Schon Stephen Kings Vater Donald war alkoholkrank. Doch an ihn erinnern kann sich Stephen King nicht. Denn Donald ging nur mal schnell Zigaretten holen – und kehrte nie wieder zu seiner Frau und seinem Sohn zurück. Da war der kleine Stephen gerade mal zwei Jahre alt. Erst viel später erfuhr Stephen, dass der Vater nach Südamerika fuhr und dort, obwohl er sich von seiner Frau nie scheiden ließ, nochmals geheiratet und mit seiner 2. Frau zwei Söhne hatte. Die erzählten Jahre später ihrem älteren Halbbruder von Vaters Alkoholabhängigkeit.

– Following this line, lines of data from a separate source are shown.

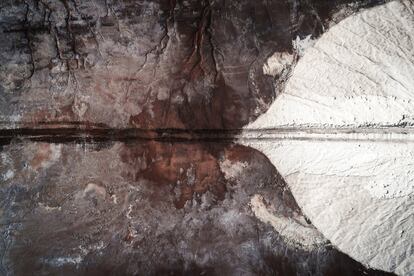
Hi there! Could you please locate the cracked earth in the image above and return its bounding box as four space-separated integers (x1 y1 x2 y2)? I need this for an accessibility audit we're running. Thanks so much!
0 0 414 275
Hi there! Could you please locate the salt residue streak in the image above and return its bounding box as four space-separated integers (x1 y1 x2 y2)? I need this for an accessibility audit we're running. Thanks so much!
241 1 414 275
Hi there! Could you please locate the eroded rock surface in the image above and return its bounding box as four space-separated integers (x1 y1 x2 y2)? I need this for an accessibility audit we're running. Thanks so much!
0 0 402 275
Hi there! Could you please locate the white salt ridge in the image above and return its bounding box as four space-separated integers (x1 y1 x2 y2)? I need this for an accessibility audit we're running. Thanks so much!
240 0 414 275
250 195 328 250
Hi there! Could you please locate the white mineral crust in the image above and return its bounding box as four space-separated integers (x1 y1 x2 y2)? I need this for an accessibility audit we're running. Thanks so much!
241 1 414 275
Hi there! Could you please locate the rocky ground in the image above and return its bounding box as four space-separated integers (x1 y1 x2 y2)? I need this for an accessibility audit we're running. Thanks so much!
0 0 402 275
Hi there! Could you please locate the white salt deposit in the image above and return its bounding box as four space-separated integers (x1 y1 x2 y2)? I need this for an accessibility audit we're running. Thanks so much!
241 0 414 275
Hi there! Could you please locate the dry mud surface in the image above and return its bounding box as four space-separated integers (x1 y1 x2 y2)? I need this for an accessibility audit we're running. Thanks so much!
0 0 414 275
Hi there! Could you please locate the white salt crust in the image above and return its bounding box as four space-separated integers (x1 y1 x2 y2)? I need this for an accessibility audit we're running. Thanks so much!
244 0 414 275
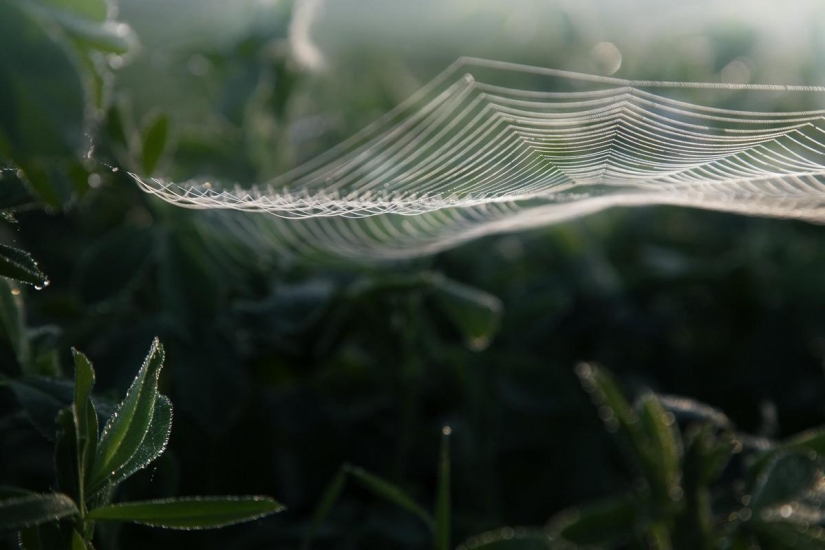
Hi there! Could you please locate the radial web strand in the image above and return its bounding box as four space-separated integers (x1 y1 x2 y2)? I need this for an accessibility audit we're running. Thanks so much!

Einmal, so die Brüder, lag der Vater am Boden, mit einem Bein auf dem Bett und starrte auf die Decke. „Ist Daddy tot?“, fragte der Jüngere. „Nein, er ist nur betrunken“, sagte der Ältere.
Der Vater war Alkoholiker
Stephen Kings Mutter musste als Alleinerzieherin hart arbeiten, um ihre Kinder durchzubringen. Mehrmals zog die Familie um, bis sie schließlich im Bundesstaat Maine sesshaft wurde. Im Alter von elf Jahren schaute sich der kleine Stephen, der damals eher schwerfällig wirkte, sehr unsicher war und ständig Angst hatte, sich lächerlich zu machen, im Kino gerne Fantasy- und Science-Fiction-Filme an. „Diese Filme haben mich geprägt“, sagte er später. Mit 13 entdeckte er auf dem Dachboden einen Karton mit Fantasy- und Horrorbüchern, die seinem Vater, der ein Hobbyschriftsteller war, gehört hatten. Darin enthalten waren auch Erzählungen, die Daddy selbst verfasst hatte. Stephen King: „Das war wie eine Offenbarung für mich.“
1965 publizierte King seine ersten Geschichten in Literatur-Zeitschriften. Im letzten High-School-Jahr beendete er seinen ersten Roman – und erhielt 60 Absagen von den Verlagen. Der später so gefeierte und erfolgreiche Autor zweifelt an seiner Begabung. Sein Literatur-Studium beendete er mit 23 Jahren, kurz zuvor hatte er seine spätere Frau Tabitha kennengelernt. Zu dieser Zeit arbeitete King als Literaturlehrer. Schon bald nach seiner Hochzeit im Jahr 1971 kam Tochter Naomi zur Welt, ein Jahr später folgte Sohn Joseph. King war 26 Jahre alt, als sein erster Horror-Roman „Carrie“ von einem Verlag veröffentlicht wurde, zwei Jahre später wurde der Autor durch die gleichnamige Verfilmung weltberühmt. Von nun an ging es Schlag auf Schlag. „The Shining“ schaffte es 1977 auf die Bestseller-Listen, ebenso nachfolgenden Romane wie „Amok“, „Das letzte Gefecht“ oder der Klassiker „Friedhof der Kuscheltiere“.
Ratten und Schlangen
Wenn Stephen King seine Bücher schrieb, war er nie nüchtern. „Ich fing mit 20 zu trinken an“, erzählte er später in einem Interview. Auf die Frage, warum er getrunken habe, antwortet King lapidar: „Weil ich Alkoholiker bin. Alkoholiker und Drogenabhängiger.“ Alkohol und Kokain waren freilich nicht die einzigen Geiseln, die ihn plagten. In seinem Gehirn tauchten immer wieder Schreckensgespenster auf. In seiner Fantasie trieben ihn imaginäre Ratten oder Schlangen fast in den Wahnsinn, auch der frühe Tod seiner Mutter – sie starb 1973 – war immer wieder ein Thema, das ihn bedrohte. Um sich zu betäuben, um dies alles nicht mehr spüren zu müssen, flüchtete Stephen King immer mehr in Alkohol und Drogen, bis er nicht mehr schreiben konnte, ohne sich vorher zu berauschen. Wie im Fieber lebte er in seiner eigenen Welt, zu der weder seine Frau noch seine Kinder Zugang hatten.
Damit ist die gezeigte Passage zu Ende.